Tapando, nas fotos promocionais, as suas próprias caras com retratos de Jim Morrison, Jimi Hendrix, John Lennon, Sly Stone e Elvis Presley, os Madame Godard fazem do mundo e dos seus heróis um recreio pessoal: «Love Is Poker» encontra-os numa roda-viva entre o calor latino e as sugestões balcânicas, via sopros; «Hardly Alone» é um samba-jazz, com vénia cantada a mitos universais (Hitchcock, Marvin Gaye, Jacques Tati, Martin Luther King, Freud, Gilberto Gil); «Ladies & Gentleman» traz um carrossel incorporado, graças aos teclados praticamente power pop. Quem baptiza uma música de «Love Is Poker» – tema convocado para a compilação FNAC de Novos Talentos 2008 – só pode ter da vida uma perspectiva saudavelmente lúdica. Com «ofícios» como o teatro de rua, as danças africanas e o DJing de música funk nas actividades extra-curriculares, os Madame Godard equilibram este sorriso aberto para o mundo com os riscos que – juram a pés juntos – são essenciais para manter o coração da banda a bater. Na badalada actuação em Paredes de Coura, no Verão de 1999, os Madame Godard deram que falar ao apresentarem-se em palco com uma orquestra de 15 elementos. Em Aurora, só precisam dos «suspeitos do costume» – o theremin, o violino, o trompete… as palminhas! – para assinarem cinco canções joviais que, na medida certa, se levam a sério. Enquanto o primeiro longa-duração, produzido por Paulo Miranda (obreiro de discos de Old Jerusalem ou Paulo Furtado) não desabrocha, Aurora e a sua música graciosa, burlesca e tropical é mais do que suficiente para aquecer os nossos dias.

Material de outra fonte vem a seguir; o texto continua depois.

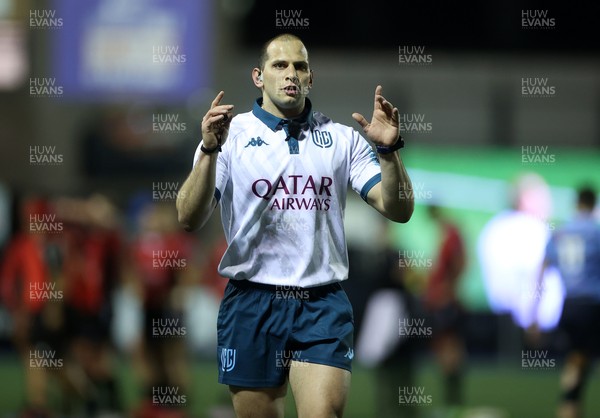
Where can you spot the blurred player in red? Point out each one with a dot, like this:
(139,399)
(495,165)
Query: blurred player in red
(162,264)
(92,247)
(444,307)
(31,291)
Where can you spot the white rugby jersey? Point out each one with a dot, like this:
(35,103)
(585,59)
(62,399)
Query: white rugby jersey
(282,200)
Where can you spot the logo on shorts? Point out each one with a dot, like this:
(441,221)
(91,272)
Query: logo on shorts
(227,359)
(322,139)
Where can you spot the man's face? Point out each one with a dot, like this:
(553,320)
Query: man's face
(286,78)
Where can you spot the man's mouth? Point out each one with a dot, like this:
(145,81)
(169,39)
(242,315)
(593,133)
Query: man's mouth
(291,90)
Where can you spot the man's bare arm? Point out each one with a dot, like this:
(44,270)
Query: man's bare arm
(195,200)
(393,196)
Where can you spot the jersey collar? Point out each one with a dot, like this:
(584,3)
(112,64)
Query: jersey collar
(275,123)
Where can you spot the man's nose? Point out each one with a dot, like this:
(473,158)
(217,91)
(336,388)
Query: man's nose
(292,74)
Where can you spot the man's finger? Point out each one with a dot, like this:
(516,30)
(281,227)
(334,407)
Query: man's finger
(378,91)
(360,119)
(217,99)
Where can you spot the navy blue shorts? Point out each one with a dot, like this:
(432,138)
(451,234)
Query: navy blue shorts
(262,329)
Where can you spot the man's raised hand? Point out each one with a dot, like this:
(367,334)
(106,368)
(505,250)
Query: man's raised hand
(384,128)
(215,124)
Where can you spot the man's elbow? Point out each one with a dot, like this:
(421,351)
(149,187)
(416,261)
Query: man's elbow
(401,215)
(186,222)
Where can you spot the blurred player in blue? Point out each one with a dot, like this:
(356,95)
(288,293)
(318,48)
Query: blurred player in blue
(281,173)
(574,249)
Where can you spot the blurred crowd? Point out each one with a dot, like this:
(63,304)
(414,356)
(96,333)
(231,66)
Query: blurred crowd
(87,284)
(84,280)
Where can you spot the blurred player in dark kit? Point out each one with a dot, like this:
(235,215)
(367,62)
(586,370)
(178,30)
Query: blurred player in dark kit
(574,249)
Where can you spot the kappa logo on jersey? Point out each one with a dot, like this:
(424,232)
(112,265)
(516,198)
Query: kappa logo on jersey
(227,359)
(322,139)
(256,142)
(349,354)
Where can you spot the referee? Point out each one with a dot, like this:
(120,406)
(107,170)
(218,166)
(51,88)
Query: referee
(281,173)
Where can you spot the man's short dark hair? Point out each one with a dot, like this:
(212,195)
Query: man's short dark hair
(263,52)
(586,197)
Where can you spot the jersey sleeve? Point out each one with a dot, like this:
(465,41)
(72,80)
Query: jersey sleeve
(222,174)
(550,253)
(365,171)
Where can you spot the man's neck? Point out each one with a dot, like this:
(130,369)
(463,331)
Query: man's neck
(282,113)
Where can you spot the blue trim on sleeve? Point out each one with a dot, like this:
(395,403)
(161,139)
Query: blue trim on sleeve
(369,185)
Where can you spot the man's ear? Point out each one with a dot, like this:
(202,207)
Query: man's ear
(257,77)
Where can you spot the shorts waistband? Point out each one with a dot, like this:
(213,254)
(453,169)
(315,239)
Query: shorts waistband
(247,284)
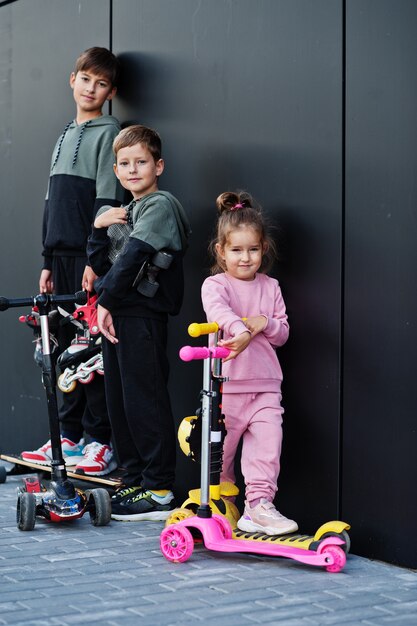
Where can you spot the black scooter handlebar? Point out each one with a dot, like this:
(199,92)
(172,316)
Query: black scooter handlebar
(43,299)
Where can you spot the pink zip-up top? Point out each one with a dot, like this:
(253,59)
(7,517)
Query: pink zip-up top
(226,300)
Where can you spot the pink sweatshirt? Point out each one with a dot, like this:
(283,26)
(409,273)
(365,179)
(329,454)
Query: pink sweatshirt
(225,301)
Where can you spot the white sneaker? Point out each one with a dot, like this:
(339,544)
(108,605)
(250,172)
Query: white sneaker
(98,460)
(72,453)
(266,519)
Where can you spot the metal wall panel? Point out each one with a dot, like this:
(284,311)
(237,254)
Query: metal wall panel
(39,42)
(380,337)
(249,95)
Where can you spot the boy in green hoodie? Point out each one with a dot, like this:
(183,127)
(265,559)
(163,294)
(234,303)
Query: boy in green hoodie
(81,181)
(122,249)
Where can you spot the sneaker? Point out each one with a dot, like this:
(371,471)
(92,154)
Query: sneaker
(143,506)
(122,492)
(266,519)
(72,453)
(98,460)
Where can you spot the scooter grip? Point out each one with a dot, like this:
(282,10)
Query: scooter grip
(195,330)
(6,303)
(78,298)
(190,353)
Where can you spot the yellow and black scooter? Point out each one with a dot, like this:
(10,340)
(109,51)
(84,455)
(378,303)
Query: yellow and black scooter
(223,494)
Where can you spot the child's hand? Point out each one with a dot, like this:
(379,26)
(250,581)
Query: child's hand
(255,324)
(89,276)
(116,215)
(105,324)
(236,344)
(46,284)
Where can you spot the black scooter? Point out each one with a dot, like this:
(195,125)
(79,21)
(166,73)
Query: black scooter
(61,501)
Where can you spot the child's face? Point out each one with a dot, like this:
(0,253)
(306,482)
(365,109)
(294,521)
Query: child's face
(242,252)
(91,91)
(137,170)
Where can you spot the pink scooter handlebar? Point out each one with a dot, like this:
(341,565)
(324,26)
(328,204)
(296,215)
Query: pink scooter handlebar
(190,353)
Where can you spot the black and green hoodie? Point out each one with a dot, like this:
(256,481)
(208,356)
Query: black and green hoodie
(81,181)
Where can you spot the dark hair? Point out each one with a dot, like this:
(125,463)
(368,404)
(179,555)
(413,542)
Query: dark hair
(99,61)
(239,209)
(139,134)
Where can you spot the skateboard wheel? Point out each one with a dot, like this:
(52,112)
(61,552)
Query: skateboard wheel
(224,526)
(338,557)
(176,543)
(99,507)
(26,511)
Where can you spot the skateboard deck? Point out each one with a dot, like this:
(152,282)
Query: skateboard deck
(114,479)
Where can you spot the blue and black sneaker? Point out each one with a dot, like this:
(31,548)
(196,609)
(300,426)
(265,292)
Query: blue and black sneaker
(122,493)
(143,505)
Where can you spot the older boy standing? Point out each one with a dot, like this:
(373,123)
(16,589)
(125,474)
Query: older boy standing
(81,181)
(135,325)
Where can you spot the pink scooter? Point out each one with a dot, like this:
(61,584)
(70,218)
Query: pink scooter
(177,541)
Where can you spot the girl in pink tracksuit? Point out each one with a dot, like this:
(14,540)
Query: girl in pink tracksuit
(249,308)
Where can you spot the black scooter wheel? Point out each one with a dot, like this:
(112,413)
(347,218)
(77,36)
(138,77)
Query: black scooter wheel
(26,511)
(99,507)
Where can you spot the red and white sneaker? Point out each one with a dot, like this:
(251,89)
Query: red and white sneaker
(72,453)
(98,460)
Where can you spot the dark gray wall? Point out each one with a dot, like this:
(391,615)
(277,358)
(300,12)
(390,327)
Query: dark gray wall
(253,94)
(380,303)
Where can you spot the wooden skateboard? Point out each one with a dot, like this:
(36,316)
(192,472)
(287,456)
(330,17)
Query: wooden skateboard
(20,466)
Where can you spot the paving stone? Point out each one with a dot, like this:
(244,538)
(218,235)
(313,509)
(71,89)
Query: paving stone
(74,573)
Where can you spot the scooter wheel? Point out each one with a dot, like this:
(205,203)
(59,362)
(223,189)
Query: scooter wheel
(176,543)
(26,511)
(224,526)
(339,558)
(87,379)
(178,515)
(66,388)
(99,507)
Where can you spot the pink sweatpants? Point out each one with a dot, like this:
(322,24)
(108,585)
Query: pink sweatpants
(257,419)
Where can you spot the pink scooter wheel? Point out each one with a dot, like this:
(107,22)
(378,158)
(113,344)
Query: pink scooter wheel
(176,543)
(224,526)
(338,555)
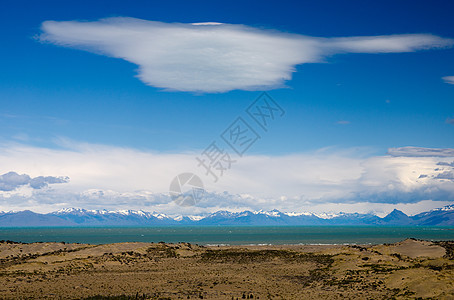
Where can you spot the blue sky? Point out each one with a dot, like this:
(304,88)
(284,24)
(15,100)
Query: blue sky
(355,104)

Têm nome de senhora mas postura de «mademoiselle», menineira na forma como brincam com as canções, as referências – que vão da música aos filmes, passando pelas mais expressivas artes de rua – e com o seu próprio percurso, menos jovem do que a sorridente «cara» deste EP possa indicar. Aurora pinta-se com as mesmas cores – ligeiras e esperançosas, logo irresistíveis – de um nascer do sol, e representa de facto uma nova jornada na vida de uma banda cujas primeiras «medalhas» – uma aplaudida passagem por Paredes de Coura, um segundo lugar no Termómetro Unplugged – começaram a ser coleccionadas ainda na década de 90. Naturais de Viana do Castelo, Juvenal Vieira, Pedro Amaro, Paulo Oliveira, Paulo Gonçalves e José Ribeiro provam, na mão cheia de canções que Aurora traz, que conseguem ser felizes em qualquer parte do mundo em que o sol brilhe – e até em Inglaterra, com cuja pop mais clássica dançam em «Queens of the Twilight», a música que abre o disco.